Security Engineer

Job Purpose:

The Security Engineer is responsible for safeguarding both cloud and on-premises infrastructures by designing, implementing, and maintaining security controls that protect company assets, systems, and data. This role plays a key part in vulnerability management, incident response, and security monitoring — ensuring compliance with internal and international standards.
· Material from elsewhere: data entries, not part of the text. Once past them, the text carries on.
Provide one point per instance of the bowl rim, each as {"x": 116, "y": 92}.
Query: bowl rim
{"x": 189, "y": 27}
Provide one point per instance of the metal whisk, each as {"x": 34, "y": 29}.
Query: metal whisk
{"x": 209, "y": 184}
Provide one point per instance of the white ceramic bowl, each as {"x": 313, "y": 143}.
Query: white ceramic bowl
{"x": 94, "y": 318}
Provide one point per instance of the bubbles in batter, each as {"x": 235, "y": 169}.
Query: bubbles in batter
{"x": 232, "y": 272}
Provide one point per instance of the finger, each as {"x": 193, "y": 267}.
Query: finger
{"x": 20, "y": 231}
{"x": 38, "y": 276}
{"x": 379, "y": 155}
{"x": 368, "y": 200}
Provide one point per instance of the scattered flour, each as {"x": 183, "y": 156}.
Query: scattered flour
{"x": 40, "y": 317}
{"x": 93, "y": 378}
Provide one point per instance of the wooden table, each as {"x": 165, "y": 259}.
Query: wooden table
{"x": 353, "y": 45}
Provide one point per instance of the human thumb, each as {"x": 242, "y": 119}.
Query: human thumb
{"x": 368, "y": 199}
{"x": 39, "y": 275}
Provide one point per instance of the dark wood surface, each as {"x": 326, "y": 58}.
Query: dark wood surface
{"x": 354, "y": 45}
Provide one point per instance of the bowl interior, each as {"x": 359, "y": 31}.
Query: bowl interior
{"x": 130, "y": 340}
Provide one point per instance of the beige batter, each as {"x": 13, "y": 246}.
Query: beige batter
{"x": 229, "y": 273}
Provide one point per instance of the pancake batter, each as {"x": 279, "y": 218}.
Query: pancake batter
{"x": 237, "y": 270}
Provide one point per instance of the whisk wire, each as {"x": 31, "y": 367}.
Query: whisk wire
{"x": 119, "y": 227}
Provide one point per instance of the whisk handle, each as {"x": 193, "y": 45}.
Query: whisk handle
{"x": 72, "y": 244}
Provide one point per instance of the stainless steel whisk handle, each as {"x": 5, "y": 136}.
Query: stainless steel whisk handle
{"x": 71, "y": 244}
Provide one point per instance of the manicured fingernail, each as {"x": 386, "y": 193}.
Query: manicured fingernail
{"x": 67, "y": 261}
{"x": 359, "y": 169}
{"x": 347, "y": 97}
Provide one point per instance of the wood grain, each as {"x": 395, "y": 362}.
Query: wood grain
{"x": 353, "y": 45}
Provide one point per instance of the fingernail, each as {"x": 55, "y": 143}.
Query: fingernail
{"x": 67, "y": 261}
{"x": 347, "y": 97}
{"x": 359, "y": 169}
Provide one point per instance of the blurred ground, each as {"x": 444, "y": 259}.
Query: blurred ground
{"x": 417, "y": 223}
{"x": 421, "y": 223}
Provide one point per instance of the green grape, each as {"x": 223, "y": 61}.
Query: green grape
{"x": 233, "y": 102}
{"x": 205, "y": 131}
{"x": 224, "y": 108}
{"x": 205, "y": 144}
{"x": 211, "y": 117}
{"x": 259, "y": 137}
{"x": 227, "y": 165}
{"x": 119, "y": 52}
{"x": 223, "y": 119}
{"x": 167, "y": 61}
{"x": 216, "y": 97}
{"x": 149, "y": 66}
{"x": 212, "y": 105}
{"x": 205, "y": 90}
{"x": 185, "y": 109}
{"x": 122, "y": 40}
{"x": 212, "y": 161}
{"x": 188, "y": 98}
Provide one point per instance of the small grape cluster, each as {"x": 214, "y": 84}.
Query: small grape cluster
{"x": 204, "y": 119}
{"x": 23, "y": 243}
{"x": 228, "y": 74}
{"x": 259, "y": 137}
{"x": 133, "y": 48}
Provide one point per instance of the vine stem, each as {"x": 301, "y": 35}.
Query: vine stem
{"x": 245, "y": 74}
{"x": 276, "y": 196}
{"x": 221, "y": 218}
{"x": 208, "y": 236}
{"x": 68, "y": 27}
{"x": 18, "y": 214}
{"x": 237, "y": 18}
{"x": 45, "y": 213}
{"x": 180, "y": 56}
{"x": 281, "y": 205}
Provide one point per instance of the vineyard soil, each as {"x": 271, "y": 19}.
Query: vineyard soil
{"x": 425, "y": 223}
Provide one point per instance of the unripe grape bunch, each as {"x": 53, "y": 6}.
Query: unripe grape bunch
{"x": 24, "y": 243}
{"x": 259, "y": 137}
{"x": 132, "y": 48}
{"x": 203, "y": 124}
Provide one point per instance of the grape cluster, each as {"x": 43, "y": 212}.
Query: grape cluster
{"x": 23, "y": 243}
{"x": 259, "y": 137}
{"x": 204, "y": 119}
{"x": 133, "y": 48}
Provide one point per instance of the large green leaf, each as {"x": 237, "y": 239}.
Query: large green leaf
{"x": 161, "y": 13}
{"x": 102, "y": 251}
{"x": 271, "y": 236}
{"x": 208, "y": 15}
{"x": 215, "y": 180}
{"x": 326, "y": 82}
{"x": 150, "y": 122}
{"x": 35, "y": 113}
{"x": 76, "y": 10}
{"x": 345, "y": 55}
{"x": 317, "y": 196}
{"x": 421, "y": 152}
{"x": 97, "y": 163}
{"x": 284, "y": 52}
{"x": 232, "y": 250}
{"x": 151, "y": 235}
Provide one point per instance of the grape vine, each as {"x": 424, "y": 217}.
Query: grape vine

The Security Engineer also supports threat intelligence, DLP operations, VAPT initiatives, and automation of security workflows across hybrid environments.

Responsibilities:

Security Architecture & Implementation

• Design and maintain secure architectures for AWS and on-premises environments, implementing security groups, IAM policies, GuardDuty, Security Hub, and WAF configurations.

• Integrate CDN and WAF providers such as Cloudflare, EdgeNext, and CDNetworks for DDoS mitigation, bot management, and web-application protection.

• Work closely with Network and Systems teams to implement secure routing, VPN (Connexa, OpenVPN), and firewall policies (Juniper, Cisco ASA).

• Enforce Zero-Trust and least-privilege principles across all systems and cloud workloads. Threat Intelligence & Monitoring

• Operate and maintain OpenCTI (Open Cyber Threat Intelligence) to collect, correlate, and analyze threat intelligence feeds and indicators of compromise (IOCs).

• Correlate OpenCTI data with SIEM logs and GuardDuty findings to improve detection capabilities.
• Contribute to the creation of actionable threat reports and share intelligence with incident response and SOC teams.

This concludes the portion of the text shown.